Однако самой тяжкой его заботой по-прежнему оставалась вся эта история с женой. Когда она обрушилась на него всей тяжестью, он почувствовал, что Ибойка начинена «буржуазными пережитками» (он не замечал, что в нем самом еще много «крестьянских пережитков», которые не уживаются с «буржуазными»), и сейчас, под влиянием горечи и обиды, считал эту женщину безвозвратно погибшей, ибо как можно бороться против глупости, которая маскируется под «культуру»? В то же время он думал: хорошо, пусть так, но ведь женщина тоже человек и должна быть равноправной с мужчиной, быть свободной в своих поступках — это справедливо. Быть свободной, да, но для чего? Чтобы напиваться пьяной, терять всякий стыд, скандалить и развратничать? Нет, конечно, не для того, но где же границы? Выходит, если Ибойка напивается с мужчинами в кабаке, а потом вопит фальшивым голосом, у нее есть на это право именно потому, что мужчины тоже напиваются и тоже горланят кто в лес, кто по дрова.

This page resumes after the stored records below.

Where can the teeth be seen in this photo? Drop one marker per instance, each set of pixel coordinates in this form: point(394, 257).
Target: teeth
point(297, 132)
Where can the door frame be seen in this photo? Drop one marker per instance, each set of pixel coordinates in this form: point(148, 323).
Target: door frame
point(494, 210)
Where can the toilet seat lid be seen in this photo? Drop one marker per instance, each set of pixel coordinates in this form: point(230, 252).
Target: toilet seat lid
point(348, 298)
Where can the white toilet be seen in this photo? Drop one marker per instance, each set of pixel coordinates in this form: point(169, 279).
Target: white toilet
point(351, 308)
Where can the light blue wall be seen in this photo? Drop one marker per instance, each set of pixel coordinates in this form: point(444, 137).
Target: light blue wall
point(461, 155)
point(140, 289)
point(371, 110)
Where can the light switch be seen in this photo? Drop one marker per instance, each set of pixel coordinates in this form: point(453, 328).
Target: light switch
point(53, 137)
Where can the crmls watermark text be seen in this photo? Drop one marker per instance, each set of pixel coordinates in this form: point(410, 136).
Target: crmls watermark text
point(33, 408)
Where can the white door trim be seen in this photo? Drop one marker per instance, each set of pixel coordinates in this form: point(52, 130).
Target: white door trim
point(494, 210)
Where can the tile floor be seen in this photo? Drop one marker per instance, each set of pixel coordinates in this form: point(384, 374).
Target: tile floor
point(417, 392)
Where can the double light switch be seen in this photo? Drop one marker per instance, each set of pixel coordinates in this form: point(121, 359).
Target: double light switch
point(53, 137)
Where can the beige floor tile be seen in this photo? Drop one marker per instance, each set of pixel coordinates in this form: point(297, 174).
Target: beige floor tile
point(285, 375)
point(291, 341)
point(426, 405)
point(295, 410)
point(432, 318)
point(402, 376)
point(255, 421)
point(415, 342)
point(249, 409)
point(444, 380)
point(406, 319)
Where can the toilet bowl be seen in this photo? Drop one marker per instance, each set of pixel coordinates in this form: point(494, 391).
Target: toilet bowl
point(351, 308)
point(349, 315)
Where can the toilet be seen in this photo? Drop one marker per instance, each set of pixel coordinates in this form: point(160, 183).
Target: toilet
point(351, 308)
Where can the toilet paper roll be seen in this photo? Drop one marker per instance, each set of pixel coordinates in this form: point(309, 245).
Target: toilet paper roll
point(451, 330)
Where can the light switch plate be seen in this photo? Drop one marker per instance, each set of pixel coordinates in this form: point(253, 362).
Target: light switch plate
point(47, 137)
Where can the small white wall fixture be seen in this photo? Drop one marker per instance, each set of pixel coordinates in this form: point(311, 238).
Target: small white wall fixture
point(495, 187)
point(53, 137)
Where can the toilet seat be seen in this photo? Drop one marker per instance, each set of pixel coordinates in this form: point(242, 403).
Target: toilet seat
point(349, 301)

Ну, а если я, муж, не знаю, куда девать глаза от стыда, и становлюсь из-за нее посмешищем, какая же тут справедливость? Я не потерплю, чтобы моя жена пьянствовала и вопила в кабаке. А что скажет на это партия? Партия постоянно учит нас быть стойкими, преданными борцами — до самой смерти, но она не показала еще на конкретных примерах, как должен поступать муж, коммунист, если его жена до полудня не убирает постели, если она, растрепанная и полуголая, в распахивающемся длинном халате идет в магазин, или делает себе аборт, или напивается допьяна в ресторане и потом поет, немилосердно фальшивя? Что он должен с ней делать? Обругать, смешать с грязью или убеждать ласковым словом? Хорошо, надо убеждать, но как быть, если она считает себя во всем правой? Или, если разревется, я ее пожалею, обниму, поцелую, успокою — а завтра она опять за свое? Отхлестать ее по щекам или отколотить, тем более что руки так и чешутся? Нет, нет, никогда! Но тогда что же? Уйти от нее, развестись? Допустим, но что будет с ней и с ребенком? Ведь я должен оставить его ей, так гласит закон, потому что ребенок еще мал, к тому же девочка. Но я не могу отдать Эвику, не могу — она ее не любит, а я люблю. Отдать для того, чтобы из нее выросла такая же особа, как ее мать? Нет, нет, только не это! Мне и сейчас-то стыдно перед ребенком за мать и ее мерзких подруг. Но что, что же мне делать? Дай мне совет ты, моя партия, ведь я уже не могу обратиться ни к попу, ни к Библии, ни к неписаным законам села, раз они мне стали чужды.
В душе Йожи кипели и другие чувства. Он испытывал жгучий стыд перед людьми и перед знакомыми, да и перед самим собой, за то слепое обожание, каким он прежде окружал эту женщину. Только теперь он понял, что их любовь была с самого начала неравноценной и неравноправной. Это не был любовный поединок двух влюбленных друг в друга молодых людей, сошедшихся для долгого счастья; если у таких супругов и подернется пеплом юная любовь, они долго еще будут жить оставшимся от нее теплом; но даже если трудно сложится их судьба и жизнь окажется к ним суровой, они будут поглощены семьей и заботами и проживут, питаясь, быть может, до самой смерти сладкими воспоминаниями о пережитом в играх и любовных утехах юности, хоть немного согревая этим годы равнодушия.
А Йожи сжигал стыд и приводило в ярость одно лишь воспоминание о том, как он молился на Ибойку, каким подобострастным обожанием ее окружал, как слеп и глуп он был. Не разглядеть того, что она совсем ему не пара, и даже не найти сил, чтобы ее переломить, воспитать, подчинить своей воле! Но если родители, школа, улица, все ее окружение так дурно ее воспитали, что же может сделать теперь муж? Ведь это только в песне поется: «Гнется-клонится девушка, как камыш на ветру», — гнется-то она гнется, но на самом корню! И если даже так, то лишь до тех пор, пока ее кто-нибудь не возьмет замуж. А там уж гибкости нет и в помине, разве только ее принудит к этому крайняя нужда, закон или голод или если она по-настоящему любит своего мужа. В этом-то и весь секрет — в настоящей любви!